En la mente de Simón, el oscuro lapso de horas que había transcurrido desde los momentos llenos de fuego presenciados en las estancias del doctor y la hierba llena de la humedad de la noche del presente era tan inalcanzable como las casi invisibles nubes que llenaban el cielo. El estallido y las crueles llamas, el rostro de Morgenes ardiendo, los ojos de Pryrates como agujeros practicados en la oscuridad: todo eso era tan genuino como el aliento que acababa de recuperar. El túnel sólo representaba un menguante y medio recordado dolor, una espesa niebla llena de voces y locura. Sabía que había pasado por entre ásperas paredes y atravesado telarañas y túneles que se bifurcaban sin cesar. También le parecía haber tenido vividos sueños llenos de tristeza y de la muerte de hermosas cosas. Se sentía como una hoja en otoño, frágil y sin ningún tipo de fuerza.

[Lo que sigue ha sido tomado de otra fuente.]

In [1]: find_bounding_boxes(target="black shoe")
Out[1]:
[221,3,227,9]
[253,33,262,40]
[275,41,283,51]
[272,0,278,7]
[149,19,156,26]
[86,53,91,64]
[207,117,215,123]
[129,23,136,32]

Le pareció que se había arrastrado por el suelo —lo cual comprobó al mirarse las rodillas y brazos, inflamados y doloridos, y la ropa, llena de desgarrones—, pero su memoria se hallaba velada por la oscuridad. Nada de todo ello le parecía lo suficientemente real; no como el cementerio en el que ahora estaba estirado, a la luz de la luna.

El sueño se introducía desde la parte de atrás de su cabeza con pasos lentos pero decididos. Simón luchó contra esa sensación, se puso de rodillas y sacudió la cabeza. No podía quedarse a dormitar allí, aunque, por lo que sabía, no se había iniciado ninguna persecución a través de la obstruida puerta de la cámara del doctor; pero eso no quería decir gran cosa. Sus enemigos disponían de soldados, de caballos y de la autoridad del rey.

Las ganas de dormir dejaron sitio al miedo y a un poco de rabia. Le habían robado todo lo que tenía, sus amigos, y su hogar, así que no lo iban a despojar de lo único que le quedaba: la vida y la libertad. Se incorporó con dificultad y echó un vistazo a su alrededor; luego se apoyó en la lápida de la tumba para secarse las lágrimas de miedo y cansancio.

Las murallas de Erchester se erguían a una media legua, como un cinturón de piedra iluminado por la luna, que separaba a los dormidos ciudadanos del cementerio y del mundo que se extendía más allá. Ante las puertas de la muralla llegaba la pálida forma de la ruta de Wealdhelm; a la derecha de Simón, la ruta serpenteaba hacia el norte, por entre las colinas; a su izquierda, acompañaba al río Ymstrecca a través de las granjas que se extendían bajo Swertclif, por Falshire, en la orilla opuesta, y por último a través de las praderas del este.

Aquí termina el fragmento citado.